DOJ Counters Bid Rigging Appeal

WASHINGTON - The U.S. Department of Justice filed a brief attacking the arguments of convicted bid-riggers Peter Ghavami, Michael Welty, and Gary Heinz, who are urging a federal appeals court to overturn their convictions on the basis of an expired statute of limitations, improper testimony, and other alleged errors in their earlier trial.

The trio of UBS AG executives was convicted in a U.S. District Court in Manhattan in August 2012 as part of a wide-ranging DOJ investigation into the rigging of bids for guaranteed investment contracts and other muni products that occurred between 2001 and 2006. The three are the last major group of bid-riggers arrested in that probe continuing to battle the government in court. General Electric bankers Dominick Carollo, Steven Goldberg, and Peter Grimm, also convicted for GIC bid-rigging, won their appeals in the same appellate court in December 2013 after the court found that their convictions should have been prevented by an expired statute of limitations.

Ghavami, Welty, and Heinz each filed separate briefs with the U.S. Court of Appeals for the Second Circuit in New York, because each man's attorneys are taking slightly different tracks in an effort to get either a new trial or a reversal of their convictions, though they have joined in each other's arguments. In May the district court in denied Welty's initial request for a new trial on the basis that the government suppressed an email that would have damaged the prosecution's case.
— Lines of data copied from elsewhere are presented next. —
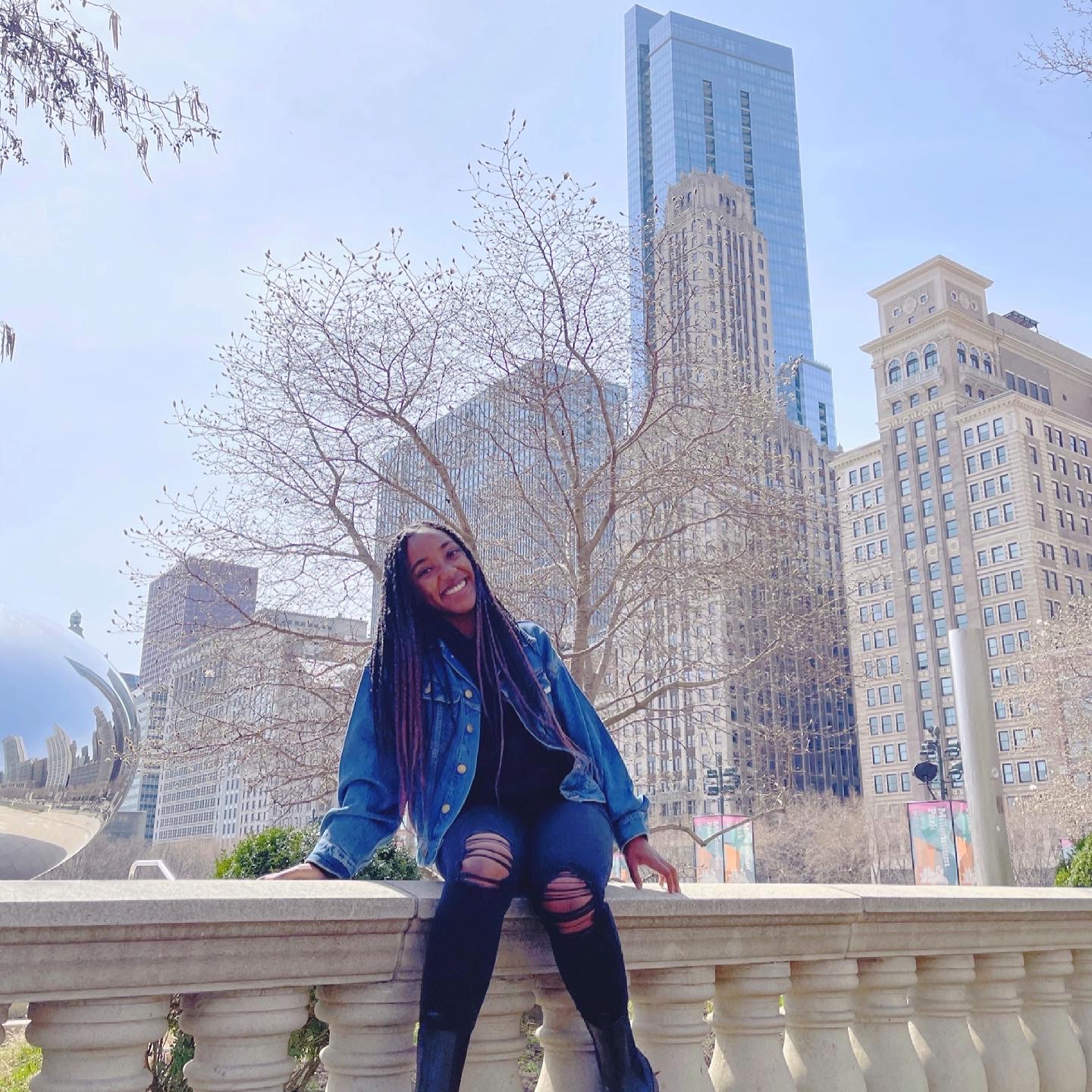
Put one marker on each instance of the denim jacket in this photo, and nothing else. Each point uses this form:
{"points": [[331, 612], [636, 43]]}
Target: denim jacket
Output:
{"points": [[367, 811]]}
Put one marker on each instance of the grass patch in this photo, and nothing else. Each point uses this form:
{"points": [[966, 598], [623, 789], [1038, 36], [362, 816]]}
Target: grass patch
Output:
{"points": [[19, 1062]]}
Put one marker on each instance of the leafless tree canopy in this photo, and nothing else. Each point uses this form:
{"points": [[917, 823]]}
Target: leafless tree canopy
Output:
{"points": [[664, 531], [1067, 52]]}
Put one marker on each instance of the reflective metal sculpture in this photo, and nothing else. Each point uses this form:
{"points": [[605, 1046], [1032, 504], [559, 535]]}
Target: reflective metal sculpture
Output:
{"points": [[68, 739]]}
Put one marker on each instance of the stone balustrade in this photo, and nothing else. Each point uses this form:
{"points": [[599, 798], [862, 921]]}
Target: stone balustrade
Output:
{"points": [[885, 988]]}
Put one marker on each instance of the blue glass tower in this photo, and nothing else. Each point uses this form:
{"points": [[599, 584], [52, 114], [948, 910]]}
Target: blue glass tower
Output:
{"points": [[702, 97]]}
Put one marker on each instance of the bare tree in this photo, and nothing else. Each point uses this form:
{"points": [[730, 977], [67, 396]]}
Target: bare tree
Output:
{"points": [[1057, 696], [664, 531], [1068, 52]]}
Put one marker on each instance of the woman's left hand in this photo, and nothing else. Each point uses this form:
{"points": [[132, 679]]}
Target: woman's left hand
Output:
{"points": [[639, 852]]}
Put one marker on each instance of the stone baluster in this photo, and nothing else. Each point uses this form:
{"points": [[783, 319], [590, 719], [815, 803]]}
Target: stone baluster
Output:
{"points": [[1080, 1007], [568, 1055], [995, 1024], [241, 1039], [498, 1041], [670, 1025], [818, 1014], [748, 1028], [1046, 1022], [372, 1025], [96, 1046], [880, 1033], [938, 1025]]}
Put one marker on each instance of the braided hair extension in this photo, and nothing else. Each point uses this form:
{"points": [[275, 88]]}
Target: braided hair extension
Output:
{"points": [[402, 637]]}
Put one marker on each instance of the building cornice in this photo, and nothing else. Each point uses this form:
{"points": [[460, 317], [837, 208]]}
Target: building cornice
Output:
{"points": [[918, 271]]}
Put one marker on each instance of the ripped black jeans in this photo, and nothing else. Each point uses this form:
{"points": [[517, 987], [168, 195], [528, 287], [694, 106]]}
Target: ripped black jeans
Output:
{"points": [[560, 858]]}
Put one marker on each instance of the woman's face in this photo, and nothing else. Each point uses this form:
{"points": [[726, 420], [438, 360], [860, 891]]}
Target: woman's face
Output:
{"points": [[441, 573]]}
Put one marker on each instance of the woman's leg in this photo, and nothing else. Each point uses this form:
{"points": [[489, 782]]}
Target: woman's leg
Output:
{"points": [[482, 860], [570, 856], [571, 849]]}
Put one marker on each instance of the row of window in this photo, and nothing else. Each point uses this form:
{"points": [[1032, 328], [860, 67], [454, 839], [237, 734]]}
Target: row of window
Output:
{"points": [[987, 460], [982, 432], [1027, 387], [886, 754], [1077, 444], [915, 400], [913, 364]]}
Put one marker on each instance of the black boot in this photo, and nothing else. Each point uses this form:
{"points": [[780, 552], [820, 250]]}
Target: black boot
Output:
{"points": [[441, 1057], [623, 1068]]}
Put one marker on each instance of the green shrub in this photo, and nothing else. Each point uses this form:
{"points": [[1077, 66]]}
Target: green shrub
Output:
{"points": [[1076, 866], [19, 1062], [278, 848]]}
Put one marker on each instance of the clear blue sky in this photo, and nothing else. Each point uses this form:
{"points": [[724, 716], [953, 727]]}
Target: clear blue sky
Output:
{"points": [[920, 133]]}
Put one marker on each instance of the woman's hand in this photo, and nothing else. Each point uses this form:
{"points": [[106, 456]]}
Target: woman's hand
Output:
{"points": [[304, 871], [639, 852]]}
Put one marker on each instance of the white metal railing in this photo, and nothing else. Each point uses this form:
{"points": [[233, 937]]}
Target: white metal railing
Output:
{"points": [[886, 990]]}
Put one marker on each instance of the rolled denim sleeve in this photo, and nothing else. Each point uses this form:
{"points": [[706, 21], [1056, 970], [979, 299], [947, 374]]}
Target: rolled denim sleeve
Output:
{"points": [[627, 811], [367, 811]]}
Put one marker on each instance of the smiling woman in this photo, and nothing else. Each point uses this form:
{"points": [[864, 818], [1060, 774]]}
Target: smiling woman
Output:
{"points": [[513, 786]]}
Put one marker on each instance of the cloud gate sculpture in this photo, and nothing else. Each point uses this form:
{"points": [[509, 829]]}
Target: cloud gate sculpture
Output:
{"points": [[68, 739]]}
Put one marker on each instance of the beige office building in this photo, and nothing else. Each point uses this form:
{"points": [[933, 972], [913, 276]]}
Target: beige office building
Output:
{"points": [[972, 507]]}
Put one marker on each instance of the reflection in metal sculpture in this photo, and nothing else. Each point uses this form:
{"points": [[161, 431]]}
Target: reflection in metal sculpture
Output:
{"points": [[68, 739]]}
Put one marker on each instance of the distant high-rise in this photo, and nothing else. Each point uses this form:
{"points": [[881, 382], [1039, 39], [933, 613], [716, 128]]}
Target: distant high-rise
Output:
{"points": [[970, 509], [185, 605], [702, 97]]}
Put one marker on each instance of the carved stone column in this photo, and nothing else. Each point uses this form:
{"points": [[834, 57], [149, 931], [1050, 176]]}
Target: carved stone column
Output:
{"points": [[568, 1055], [96, 1046], [1046, 1024], [670, 1025], [1080, 1007], [818, 1014], [241, 1039], [995, 1024], [880, 1032], [372, 1027], [748, 1029], [498, 1040], [938, 1025]]}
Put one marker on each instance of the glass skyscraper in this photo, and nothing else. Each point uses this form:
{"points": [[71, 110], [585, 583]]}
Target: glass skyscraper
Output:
{"points": [[702, 97]]}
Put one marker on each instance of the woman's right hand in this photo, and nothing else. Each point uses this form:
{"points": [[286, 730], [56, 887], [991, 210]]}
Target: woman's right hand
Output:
{"points": [[303, 871]]}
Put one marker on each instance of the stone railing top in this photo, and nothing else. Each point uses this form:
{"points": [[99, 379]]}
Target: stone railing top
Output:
{"points": [[86, 938]]}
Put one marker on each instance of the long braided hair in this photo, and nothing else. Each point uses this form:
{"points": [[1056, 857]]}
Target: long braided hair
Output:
{"points": [[402, 640]]}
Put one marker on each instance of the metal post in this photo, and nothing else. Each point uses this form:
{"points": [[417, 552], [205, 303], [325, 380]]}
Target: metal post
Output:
{"points": [[982, 783]]}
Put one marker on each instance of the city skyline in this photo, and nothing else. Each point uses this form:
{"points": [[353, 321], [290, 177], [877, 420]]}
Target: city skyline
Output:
{"points": [[896, 168], [702, 97]]}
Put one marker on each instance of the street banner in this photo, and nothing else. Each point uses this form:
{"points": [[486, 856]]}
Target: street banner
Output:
{"points": [[965, 851], [729, 858], [932, 843]]}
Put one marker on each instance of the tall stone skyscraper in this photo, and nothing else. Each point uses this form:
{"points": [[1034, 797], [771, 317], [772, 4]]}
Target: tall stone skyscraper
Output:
{"points": [[185, 605], [972, 507], [786, 721], [701, 97]]}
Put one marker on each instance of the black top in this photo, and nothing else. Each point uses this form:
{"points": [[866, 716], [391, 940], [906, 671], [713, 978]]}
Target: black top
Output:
{"points": [[526, 776]]}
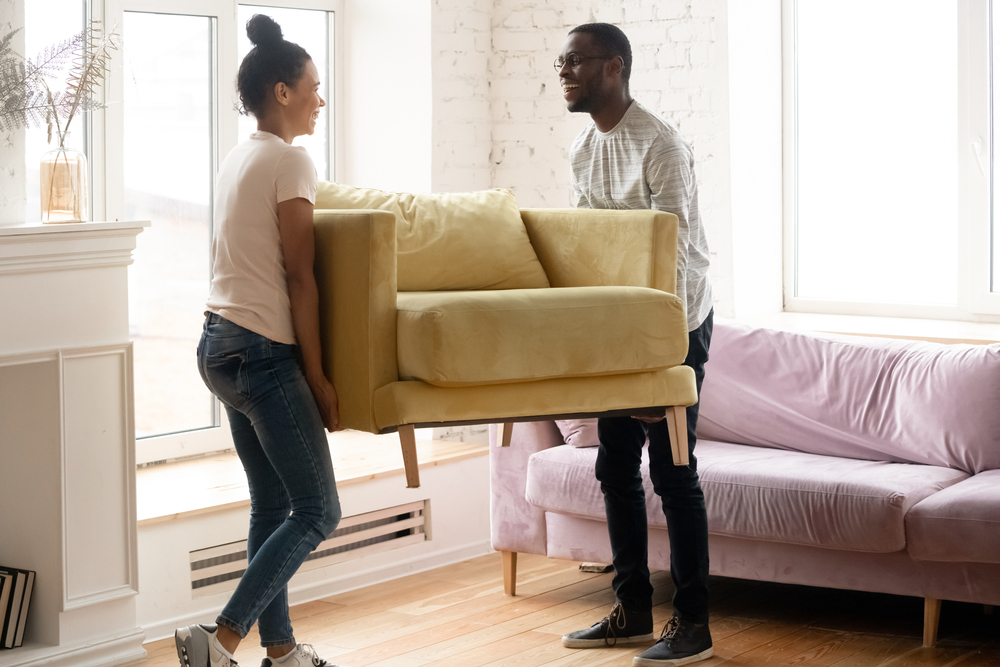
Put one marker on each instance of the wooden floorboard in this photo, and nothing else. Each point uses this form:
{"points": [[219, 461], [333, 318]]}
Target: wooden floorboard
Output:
{"points": [[458, 616]]}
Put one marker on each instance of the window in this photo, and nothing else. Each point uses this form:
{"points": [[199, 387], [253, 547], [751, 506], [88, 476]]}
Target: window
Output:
{"points": [[177, 120], [169, 171], [885, 209]]}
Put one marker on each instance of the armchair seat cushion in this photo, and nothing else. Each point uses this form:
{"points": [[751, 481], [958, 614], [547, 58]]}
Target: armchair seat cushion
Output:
{"points": [[468, 338]]}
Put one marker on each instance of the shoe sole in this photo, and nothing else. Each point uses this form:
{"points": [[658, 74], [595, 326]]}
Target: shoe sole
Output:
{"points": [[639, 661], [192, 648], [599, 643]]}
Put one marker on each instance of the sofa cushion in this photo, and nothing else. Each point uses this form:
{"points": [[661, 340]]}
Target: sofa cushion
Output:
{"points": [[492, 336], [960, 524], [763, 494], [463, 240], [579, 432], [853, 396]]}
Welty appealed that decision along with his conviction, and both matters have been consolidated in the appeals court.

Ghavami's appeal attacks the decision of the lower court to apply a ten-year statute of limitations to fraud affecting a financial institution, rather than the five-year statute that applied to the Carollo defendants and which ultimately allowed them to go free. In addition to Welty's new trial appeal, the Ghavami's lawyers also argued that the lower court should not have allowed other alleged wrongdoers to testify about telephone calls they did not participate in and should not have allowed evidence that Ghavami participated in similar conduct prior to working at UBS. Heinz's appeal takes a similar track, further alleging that Heinz's right to due process was violated because other men who pled guilty to the same conduct as Heinz were not alleged to have affected a financial institution and therefore incurred a ten-year statute of limitations.

The government's response, filed late Wednesday, argues that the convicted men conceded that their crimes affected UBS in order to prevent the government from presenting evidence to that effect at trial. That should preclude them from claiming that only a five-year statute should apply, the DOJ attorneys wrote. The government lawyers also rejected claims that the jury received improper instructions and that it was improper to allow jurors to view evidence of Ghavami's and Heinz's conduct while the two were previously employed at JPMorgan.

The DOJ brief also addresses the suppressed email. The U.S. Supreme Court has ruled that the prosecution must disclose evidence favorable to a criminal defendant.

The email was sent with regard to an escrow transaction that CDR had brokered for the Idaho Health Facilities Authority in 2005. CDR sent bid specifications to individuals at five firms, including Welty at UBS. Welty sent CDR an email stating that UBS was "out" and that its "indication" was "not an offer." But UBS' Mark Zaino had testified for the prosecution that Welty and others meant "bid" when they used the word "indication" in conversations audiotaped and played for the jury. Welty's legal team told the appeals court that the withheld evidence clearly undermined the government case, but the DOJ disagreed.

"The email concerned a transaction not alleged to be part of the charged conspiracies, and its cursory use of that term is consistent with the trial evidence," DOJ lawyers wrote. "Thus, the email does not undermine the government's theory of the conspiracy and is not favorable to the defendants."

The appeals court could overturn the convictions, send the case back for a new trial or other proceedings, or could reject the appeals. Only the Supreme Court could overturn the appeals court's decision.